The proposed scheme provides an artificial random source for secret-key generation, then it is possible to get high secret-key rate by increasing the symbol rate of the helpers. Traditional CSI based secret-key generation schemes can only achieve up to several hundreds of bits secret-key per second for narrow band system, and highly depend on the coherence time of the channels. The proposed scheme, by contrast, can achieve hundreds of thousands of bits per second for narrow band system, and could possibly generate several mega bits secret-key per second for wideband system.

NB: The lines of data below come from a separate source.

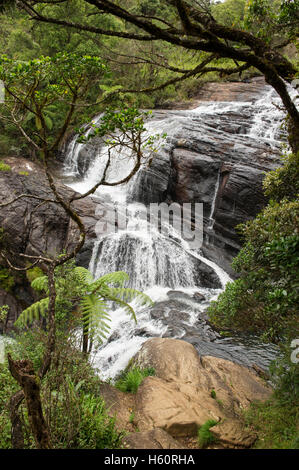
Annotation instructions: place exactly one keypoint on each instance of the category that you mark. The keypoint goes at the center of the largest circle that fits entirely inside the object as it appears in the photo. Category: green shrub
(275, 424)
(205, 436)
(73, 408)
(131, 380)
(284, 181)
(6, 279)
(4, 166)
(265, 298)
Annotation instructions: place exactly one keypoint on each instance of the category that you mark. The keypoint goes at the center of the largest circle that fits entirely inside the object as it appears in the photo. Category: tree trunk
(23, 373)
(17, 435)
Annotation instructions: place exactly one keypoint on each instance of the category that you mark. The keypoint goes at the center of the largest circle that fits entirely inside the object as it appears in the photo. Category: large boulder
(154, 439)
(189, 390)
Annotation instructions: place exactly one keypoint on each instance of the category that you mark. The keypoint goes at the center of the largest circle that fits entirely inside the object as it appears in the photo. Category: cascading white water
(157, 263)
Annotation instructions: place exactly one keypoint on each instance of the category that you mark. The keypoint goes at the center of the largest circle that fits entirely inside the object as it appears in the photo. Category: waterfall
(211, 219)
(166, 267)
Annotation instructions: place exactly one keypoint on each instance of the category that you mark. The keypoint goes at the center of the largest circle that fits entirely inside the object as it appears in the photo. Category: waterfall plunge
(154, 262)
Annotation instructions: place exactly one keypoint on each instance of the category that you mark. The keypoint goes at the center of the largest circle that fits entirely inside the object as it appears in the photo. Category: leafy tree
(192, 26)
(33, 88)
(76, 286)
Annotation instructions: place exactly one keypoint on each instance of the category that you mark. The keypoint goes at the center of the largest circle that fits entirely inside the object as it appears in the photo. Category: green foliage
(205, 436)
(75, 284)
(272, 18)
(130, 380)
(284, 181)
(73, 407)
(8, 386)
(275, 424)
(42, 94)
(265, 299)
(34, 273)
(4, 309)
(4, 166)
(6, 279)
(230, 13)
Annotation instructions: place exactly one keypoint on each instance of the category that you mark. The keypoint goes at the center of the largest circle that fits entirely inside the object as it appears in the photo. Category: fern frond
(40, 283)
(83, 274)
(34, 312)
(118, 278)
(128, 294)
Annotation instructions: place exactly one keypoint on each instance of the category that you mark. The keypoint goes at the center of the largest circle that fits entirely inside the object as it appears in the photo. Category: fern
(34, 312)
(94, 298)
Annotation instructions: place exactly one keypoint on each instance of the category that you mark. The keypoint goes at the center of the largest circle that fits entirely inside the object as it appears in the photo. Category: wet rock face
(212, 157)
(33, 229)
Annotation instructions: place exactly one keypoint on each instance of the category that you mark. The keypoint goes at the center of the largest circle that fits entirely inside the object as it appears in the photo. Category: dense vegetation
(46, 61)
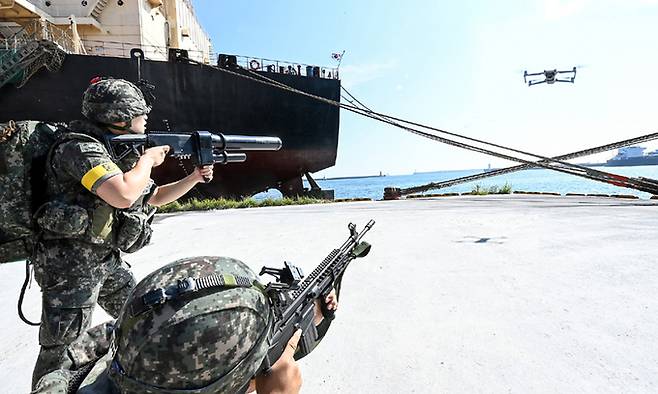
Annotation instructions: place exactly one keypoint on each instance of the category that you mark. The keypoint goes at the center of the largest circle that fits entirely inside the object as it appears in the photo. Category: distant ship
(633, 156)
(49, 50)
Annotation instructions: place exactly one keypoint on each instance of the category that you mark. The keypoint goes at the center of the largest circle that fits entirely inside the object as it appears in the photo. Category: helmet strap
(115, 127)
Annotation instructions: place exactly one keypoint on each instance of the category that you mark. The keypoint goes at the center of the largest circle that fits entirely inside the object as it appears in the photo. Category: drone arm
(536, 82)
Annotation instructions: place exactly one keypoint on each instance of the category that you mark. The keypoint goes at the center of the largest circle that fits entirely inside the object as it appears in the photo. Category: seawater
(537, 180)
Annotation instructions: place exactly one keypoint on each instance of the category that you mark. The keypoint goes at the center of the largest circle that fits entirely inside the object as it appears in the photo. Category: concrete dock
(477, 294)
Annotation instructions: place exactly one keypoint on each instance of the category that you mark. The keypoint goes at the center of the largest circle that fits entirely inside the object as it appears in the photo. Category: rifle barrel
(246, 142)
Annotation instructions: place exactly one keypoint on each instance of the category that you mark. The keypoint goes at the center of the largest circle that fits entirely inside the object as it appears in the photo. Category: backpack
(24, 147)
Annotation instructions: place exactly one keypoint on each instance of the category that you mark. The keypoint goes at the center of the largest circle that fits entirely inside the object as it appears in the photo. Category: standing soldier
(97, 207)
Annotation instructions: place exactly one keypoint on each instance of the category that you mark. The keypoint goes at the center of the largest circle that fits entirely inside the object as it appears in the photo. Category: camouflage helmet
(197, 325)
(113, 100)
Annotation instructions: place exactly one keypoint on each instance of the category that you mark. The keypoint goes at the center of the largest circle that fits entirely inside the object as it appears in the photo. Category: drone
(550, 76)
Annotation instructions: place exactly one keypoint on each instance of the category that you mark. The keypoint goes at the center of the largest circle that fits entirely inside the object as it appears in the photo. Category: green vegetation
(481, 190)
(221, 203)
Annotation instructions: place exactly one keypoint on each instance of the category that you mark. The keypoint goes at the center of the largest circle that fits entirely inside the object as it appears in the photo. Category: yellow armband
(99, 174)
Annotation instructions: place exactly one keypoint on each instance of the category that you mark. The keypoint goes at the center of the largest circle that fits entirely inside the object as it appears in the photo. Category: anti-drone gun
(201, 147)
(293, 299)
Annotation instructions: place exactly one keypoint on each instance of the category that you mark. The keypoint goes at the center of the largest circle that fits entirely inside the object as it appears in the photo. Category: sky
(459, 66)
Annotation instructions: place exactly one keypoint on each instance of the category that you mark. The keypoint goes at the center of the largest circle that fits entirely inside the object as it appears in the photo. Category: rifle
(202, 147)
(293, 300)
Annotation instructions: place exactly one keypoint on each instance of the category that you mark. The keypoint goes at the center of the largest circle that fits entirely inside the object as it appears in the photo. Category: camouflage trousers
(74, 276)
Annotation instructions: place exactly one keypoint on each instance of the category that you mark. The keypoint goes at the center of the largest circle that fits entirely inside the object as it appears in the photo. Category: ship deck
(459, 294)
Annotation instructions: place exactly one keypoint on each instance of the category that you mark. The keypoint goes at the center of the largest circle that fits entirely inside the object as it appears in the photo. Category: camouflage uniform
(77, 258)
(210, 340)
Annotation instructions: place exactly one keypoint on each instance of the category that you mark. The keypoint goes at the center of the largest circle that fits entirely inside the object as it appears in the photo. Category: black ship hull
(633, 161)
(195, 97)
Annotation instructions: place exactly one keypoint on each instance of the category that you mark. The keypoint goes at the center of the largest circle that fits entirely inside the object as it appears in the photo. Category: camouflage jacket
(76, 168)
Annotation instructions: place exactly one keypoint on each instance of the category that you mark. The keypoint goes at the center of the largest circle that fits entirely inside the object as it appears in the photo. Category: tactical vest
(73, 212)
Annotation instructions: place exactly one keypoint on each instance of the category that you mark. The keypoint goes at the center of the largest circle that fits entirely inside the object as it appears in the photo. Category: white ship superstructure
(109, 27)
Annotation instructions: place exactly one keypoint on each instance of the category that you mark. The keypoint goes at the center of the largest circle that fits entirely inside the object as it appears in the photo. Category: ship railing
(284, 67)
(41, 30)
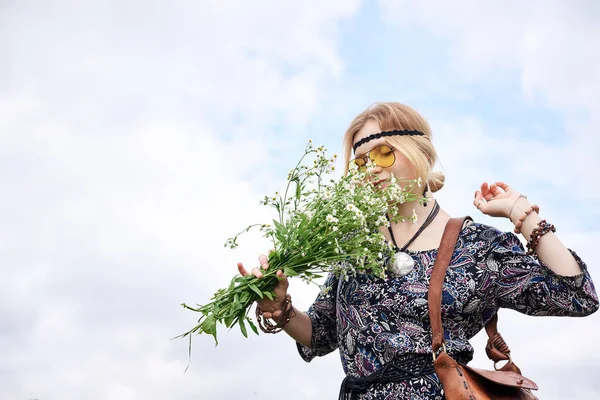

Note that when there are too many helpers, the synchronization is difficult for a practical system. The estimation of the channel CSI could not be accurate, the estimation errors accumulate with the increasing of the helper number. These facts will destroy the correlationship of the legitimate users, and suffer the performance of the system. How to find a balance or an optimal solution for a practical system with these issues is left for future work.